Look it up if you want to check it out, at lutron.com


----------



## mainlug (Jul 29, 2009)

MDShunk said:


> That would be no problem if they still made Despard dimmers. Last I checked, no one is making a Despard dimmer anymore. Looks like you need to figure out a way to change that to a 2-gang box.


Yeah, I'd love to use a 2 gang box, but its in a column and the steel pole in the column won't let me put in a new box. Solved the problem, moved the 3 way to the other side of the pole and put the dimmer in the existing box.

Thanks for the response.


----------



## Rudeboy (Oct 6, 2009)

danickstr said:


> if they have munney, an expensive option and one that adds a lot of coolness is Radiora2, they could put the master button fixture in the pole, and the other dimmers in other gangs - no three way wiring needed since the other end just needs power and a neutral. I can't explain it in a paragraph, but it would work.
> 
> they need a couple 200 dollar dimmers and a main repeater - 500 bucks plus install and other goodies - will be 1500 but it makes the house space age.
> 
> Look it up if you want to check it out, at lutron.com


You explained it fine. You just need a hot and neutral at every switch outlet. 

Don't forget the programing, that cost should be around $150 per hour. One hour should do it.

Somehow I don't see the Op's customer wanting to add that to cost but who knows.


----------



## elecpatsfan (Oct 1, 2010)

What about the Maestro series, particularly this dimmer:

http://www.google.com/products/cata...log_result&ct=image&resnum=2&ved=0CDIQ8gIwAQ#

I think you can put a master dimmer switch on the other three-way switch to work in conjunction with this stack switch


----------



## Rudeboy (Oct 6, 2009)

elecpatsfan said:


> What about the Maestro series, particularly this dimmer:
> 
> http://www.google.com/products/cata...log_result&ct=image&resnum=2&ved=0CDIQ8gIwAQ#
> 
> I think you can put a master dimmer switch on the other three-way switch to work in conjunction with this stack switch


Hot damn you're right!
:thumbsup:

It includes all the smart features.

Good as gold for the op.


----------



## electricmanscott (Feb 11, 2010)

Rudeboy said:


> Hot damn you're right!
> :thumbsup:
> 
> It includes all the smart features.
> ...





elecpatsfan said:


> What about the Maestro series, particularly this dimmer:
> 
> http://www.google.com/products/cata...log_result&ct=image&resnum=2&ved=0CDIQ8gIwAQ#
> 
> I think you can put a master dimmer switch on the other three-way switch to work in conjunction with this stack switch





electricmanscott said:


> You are sol. As mentioned you can get a dual (Skylark) or stacked (Maestro) dimmer from Lutron. Both are *only single pole applications *for incandescent or halogen lamps not LED.

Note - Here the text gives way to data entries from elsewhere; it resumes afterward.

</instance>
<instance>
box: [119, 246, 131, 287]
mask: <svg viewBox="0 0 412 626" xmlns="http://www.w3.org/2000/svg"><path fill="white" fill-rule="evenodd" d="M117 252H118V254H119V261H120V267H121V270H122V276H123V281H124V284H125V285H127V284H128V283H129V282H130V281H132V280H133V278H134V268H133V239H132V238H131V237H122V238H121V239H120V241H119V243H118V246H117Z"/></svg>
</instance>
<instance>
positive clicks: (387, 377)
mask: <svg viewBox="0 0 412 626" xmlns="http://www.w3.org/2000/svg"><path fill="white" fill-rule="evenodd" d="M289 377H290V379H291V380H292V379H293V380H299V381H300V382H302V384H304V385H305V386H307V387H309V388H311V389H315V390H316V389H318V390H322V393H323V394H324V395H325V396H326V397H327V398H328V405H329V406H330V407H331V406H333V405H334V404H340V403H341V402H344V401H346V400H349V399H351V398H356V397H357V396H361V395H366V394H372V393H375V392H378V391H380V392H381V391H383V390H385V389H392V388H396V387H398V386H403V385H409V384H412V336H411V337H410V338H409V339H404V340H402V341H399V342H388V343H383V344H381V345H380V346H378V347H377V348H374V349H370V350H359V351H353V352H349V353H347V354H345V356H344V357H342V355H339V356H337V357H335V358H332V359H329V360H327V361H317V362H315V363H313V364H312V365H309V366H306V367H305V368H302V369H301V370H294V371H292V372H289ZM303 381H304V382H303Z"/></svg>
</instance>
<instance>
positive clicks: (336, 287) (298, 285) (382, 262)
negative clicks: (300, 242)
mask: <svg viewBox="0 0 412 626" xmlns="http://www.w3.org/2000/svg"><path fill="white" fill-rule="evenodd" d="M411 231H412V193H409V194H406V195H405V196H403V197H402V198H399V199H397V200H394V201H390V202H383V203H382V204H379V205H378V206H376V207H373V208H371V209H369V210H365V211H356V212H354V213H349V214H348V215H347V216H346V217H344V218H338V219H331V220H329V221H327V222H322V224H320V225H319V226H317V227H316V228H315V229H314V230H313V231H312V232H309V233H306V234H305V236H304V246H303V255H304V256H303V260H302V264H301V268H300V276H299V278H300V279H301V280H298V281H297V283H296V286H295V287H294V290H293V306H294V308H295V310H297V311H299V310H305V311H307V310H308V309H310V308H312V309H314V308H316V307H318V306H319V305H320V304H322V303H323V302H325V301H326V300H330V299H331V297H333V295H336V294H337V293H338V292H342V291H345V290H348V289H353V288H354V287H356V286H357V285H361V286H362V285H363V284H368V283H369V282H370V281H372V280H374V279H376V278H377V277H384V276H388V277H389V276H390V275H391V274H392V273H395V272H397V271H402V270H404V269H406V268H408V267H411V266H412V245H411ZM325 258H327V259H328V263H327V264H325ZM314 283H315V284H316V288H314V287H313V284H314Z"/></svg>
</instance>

http://www.lutron.com/TechnicalDocumentLibrary/0301105A.pdf


----------



## danickstr (Mar 21, 2010)

Rudeboy you don't have to hire out the programming. It can be done by just pushing the buttons three times and then linking the master buttons to the slave dimmmers. Its not that hard, but there is a program you can get if you take a class from Lutron - your parts house will most likely offer it and it is free!


----------